In the late 1960s and very early 1970s just about every red-blooded boy from the age of 10 to 14 wanted a Schwinn Sting Ray. But we didn’t want just any bike with ape hanger handlebars and a banana seat. We wanted one of the Krate series from Schwinn. They had names like Orange Krate, Apple Krate and Lemon Peeler and they were everything a boy could want.
I remember walking or riding down to Sailing’s Cyclery and grabbing full-line Schwinn brochures. Those were the ones shot at Knott’s Berry Farm in California and featured young teens and pre-teens wearing bellbottoms, like what we had.
Somehow, I never got a Krate of my own. Instead, we’d find used 20-inch frames and order seats and handlebars through the mail — no Internet back then! After that we’d spray the bike yellow or orange or another screaming color using a rattle can. Of course, our machines only had a single speed — unlike the Schwinns — and weren’t nearly as cool.
But somehow my brother and I survived not having the coolest bikes on earth and not having shiny paint and disc brakes and that awesome stick shift to change the gears in the rear hub.
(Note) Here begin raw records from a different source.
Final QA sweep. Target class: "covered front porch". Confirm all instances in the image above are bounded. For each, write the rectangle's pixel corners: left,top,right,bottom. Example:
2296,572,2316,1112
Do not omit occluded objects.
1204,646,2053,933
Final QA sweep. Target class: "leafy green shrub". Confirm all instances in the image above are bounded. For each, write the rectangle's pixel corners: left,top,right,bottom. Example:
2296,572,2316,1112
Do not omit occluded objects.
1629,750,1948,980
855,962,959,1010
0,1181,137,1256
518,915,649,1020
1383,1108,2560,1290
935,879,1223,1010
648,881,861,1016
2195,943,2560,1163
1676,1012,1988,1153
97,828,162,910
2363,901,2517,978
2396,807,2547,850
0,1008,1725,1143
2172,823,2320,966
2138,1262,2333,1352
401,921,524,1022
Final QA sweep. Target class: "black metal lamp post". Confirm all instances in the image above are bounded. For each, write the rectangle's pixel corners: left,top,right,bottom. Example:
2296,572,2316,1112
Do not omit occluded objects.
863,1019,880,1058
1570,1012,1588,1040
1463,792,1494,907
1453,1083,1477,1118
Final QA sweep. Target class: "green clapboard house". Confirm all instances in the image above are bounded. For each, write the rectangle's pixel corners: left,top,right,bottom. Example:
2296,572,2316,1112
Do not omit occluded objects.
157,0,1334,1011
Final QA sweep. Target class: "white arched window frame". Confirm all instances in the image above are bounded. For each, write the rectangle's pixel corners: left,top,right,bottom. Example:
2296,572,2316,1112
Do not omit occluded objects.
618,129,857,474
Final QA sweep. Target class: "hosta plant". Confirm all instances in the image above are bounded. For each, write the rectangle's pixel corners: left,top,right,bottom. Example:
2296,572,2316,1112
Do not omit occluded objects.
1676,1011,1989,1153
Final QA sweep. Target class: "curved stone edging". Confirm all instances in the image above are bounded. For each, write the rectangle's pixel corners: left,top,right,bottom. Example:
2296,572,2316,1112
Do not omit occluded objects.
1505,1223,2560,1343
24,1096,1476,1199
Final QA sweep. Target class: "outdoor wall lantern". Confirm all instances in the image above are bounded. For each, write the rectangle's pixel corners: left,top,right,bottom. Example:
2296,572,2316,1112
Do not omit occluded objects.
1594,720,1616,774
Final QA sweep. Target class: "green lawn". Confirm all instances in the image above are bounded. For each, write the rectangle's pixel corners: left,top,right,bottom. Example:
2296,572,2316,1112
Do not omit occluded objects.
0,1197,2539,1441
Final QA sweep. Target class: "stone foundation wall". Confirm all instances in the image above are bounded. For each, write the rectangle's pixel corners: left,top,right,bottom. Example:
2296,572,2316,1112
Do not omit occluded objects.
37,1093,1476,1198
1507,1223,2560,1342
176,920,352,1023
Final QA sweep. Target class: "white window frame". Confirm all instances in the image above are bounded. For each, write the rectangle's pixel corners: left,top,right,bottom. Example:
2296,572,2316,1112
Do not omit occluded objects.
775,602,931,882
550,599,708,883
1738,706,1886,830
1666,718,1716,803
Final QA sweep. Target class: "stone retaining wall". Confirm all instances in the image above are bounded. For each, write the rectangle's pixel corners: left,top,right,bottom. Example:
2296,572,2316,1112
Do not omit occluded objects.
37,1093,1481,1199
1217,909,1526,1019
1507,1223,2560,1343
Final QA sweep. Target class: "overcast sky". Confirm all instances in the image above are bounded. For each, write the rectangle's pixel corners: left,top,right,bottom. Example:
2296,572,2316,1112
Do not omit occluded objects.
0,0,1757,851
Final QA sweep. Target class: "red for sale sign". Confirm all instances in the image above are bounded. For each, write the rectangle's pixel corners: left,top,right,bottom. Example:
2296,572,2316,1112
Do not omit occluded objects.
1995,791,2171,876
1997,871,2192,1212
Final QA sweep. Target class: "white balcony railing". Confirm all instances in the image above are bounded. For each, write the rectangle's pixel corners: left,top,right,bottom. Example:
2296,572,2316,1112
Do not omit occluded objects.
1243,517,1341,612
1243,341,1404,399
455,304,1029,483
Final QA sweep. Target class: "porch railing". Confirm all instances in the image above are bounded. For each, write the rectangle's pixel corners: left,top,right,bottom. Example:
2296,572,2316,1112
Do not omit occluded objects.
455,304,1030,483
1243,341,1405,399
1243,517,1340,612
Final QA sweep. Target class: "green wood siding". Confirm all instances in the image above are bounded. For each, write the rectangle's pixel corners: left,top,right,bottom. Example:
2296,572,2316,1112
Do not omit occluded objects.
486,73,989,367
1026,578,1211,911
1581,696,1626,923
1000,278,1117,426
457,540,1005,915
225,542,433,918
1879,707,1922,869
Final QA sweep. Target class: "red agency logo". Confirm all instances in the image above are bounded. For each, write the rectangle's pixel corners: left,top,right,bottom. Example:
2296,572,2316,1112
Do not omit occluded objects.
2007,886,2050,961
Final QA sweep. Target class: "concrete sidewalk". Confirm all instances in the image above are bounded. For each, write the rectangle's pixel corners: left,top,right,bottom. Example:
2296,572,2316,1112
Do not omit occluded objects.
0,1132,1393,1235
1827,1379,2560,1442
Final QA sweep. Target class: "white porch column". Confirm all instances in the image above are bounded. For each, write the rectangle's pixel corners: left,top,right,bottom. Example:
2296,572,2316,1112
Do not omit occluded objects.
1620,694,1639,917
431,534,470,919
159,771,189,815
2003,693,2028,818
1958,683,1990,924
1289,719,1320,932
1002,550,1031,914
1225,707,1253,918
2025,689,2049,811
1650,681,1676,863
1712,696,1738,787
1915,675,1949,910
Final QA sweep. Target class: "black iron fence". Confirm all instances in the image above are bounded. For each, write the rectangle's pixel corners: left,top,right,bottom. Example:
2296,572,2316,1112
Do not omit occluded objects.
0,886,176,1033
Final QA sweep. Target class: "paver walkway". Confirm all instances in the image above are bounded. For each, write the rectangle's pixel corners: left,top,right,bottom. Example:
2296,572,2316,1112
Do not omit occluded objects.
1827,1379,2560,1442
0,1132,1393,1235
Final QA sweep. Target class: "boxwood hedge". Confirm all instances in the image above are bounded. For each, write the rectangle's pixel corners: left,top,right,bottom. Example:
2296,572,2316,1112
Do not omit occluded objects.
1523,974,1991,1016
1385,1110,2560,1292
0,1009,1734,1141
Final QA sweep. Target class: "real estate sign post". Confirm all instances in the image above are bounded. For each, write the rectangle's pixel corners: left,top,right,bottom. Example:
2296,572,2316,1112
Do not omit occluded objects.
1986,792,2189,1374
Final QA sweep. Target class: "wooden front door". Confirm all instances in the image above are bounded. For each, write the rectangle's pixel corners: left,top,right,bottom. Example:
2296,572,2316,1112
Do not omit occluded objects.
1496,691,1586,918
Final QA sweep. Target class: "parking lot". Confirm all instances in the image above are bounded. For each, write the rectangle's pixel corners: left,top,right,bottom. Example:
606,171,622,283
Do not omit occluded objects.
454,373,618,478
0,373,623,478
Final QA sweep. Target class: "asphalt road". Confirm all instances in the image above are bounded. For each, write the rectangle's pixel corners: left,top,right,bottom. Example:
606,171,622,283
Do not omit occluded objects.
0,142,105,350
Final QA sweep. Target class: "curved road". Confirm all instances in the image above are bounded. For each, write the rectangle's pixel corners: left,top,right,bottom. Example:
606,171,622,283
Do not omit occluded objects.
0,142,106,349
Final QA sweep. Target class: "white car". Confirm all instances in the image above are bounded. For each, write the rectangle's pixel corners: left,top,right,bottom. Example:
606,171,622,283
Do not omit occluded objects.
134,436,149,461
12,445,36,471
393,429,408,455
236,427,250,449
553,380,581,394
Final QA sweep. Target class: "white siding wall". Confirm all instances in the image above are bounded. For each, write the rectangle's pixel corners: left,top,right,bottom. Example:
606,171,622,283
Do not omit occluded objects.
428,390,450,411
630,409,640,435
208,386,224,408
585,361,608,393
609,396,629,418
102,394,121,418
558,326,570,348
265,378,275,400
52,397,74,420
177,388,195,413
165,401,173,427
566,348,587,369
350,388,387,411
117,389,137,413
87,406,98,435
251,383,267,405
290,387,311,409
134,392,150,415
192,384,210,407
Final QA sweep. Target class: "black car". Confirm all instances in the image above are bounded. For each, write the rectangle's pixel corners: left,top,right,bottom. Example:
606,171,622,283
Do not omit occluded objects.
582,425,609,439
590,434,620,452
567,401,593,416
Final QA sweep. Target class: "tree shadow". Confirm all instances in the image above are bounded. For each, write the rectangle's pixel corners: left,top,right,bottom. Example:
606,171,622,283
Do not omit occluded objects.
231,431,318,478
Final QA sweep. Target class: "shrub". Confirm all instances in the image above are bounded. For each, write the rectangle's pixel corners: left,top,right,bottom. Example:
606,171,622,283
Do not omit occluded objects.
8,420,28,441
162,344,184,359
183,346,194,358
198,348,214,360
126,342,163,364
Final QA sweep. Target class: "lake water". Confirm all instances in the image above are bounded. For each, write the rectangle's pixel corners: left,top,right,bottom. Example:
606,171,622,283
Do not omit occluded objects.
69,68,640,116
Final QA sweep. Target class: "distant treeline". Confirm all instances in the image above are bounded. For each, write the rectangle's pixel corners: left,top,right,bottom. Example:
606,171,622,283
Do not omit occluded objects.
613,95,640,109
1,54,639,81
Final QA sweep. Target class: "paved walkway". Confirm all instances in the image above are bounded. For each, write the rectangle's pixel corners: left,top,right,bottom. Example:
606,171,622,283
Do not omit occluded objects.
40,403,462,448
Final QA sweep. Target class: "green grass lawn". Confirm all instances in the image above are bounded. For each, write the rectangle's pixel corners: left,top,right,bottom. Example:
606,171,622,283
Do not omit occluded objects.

Our bikes weren’t uncool, not like the upright machines we started with. But they were the closest we could get to our dream bikes. We’d take them off road to a makeshift dirt motocross course or we’d ride on the pavement and slam on the coaster brake and skid until we blew the rear tire. And although our Sting Rays weren’t as shiny and as lust-inducing as the Schwinns that had inspired us, we had put them together and they were well and truly ours.
Just the other day I saw an Apple Krate at a motorcycle collector’s home and it brought back a flood of memories. As I saw that beautiful old Sting Ray I came to the conclusion that I’d far rather remember those bikes than those awful bellbottoms we wore at about the same time!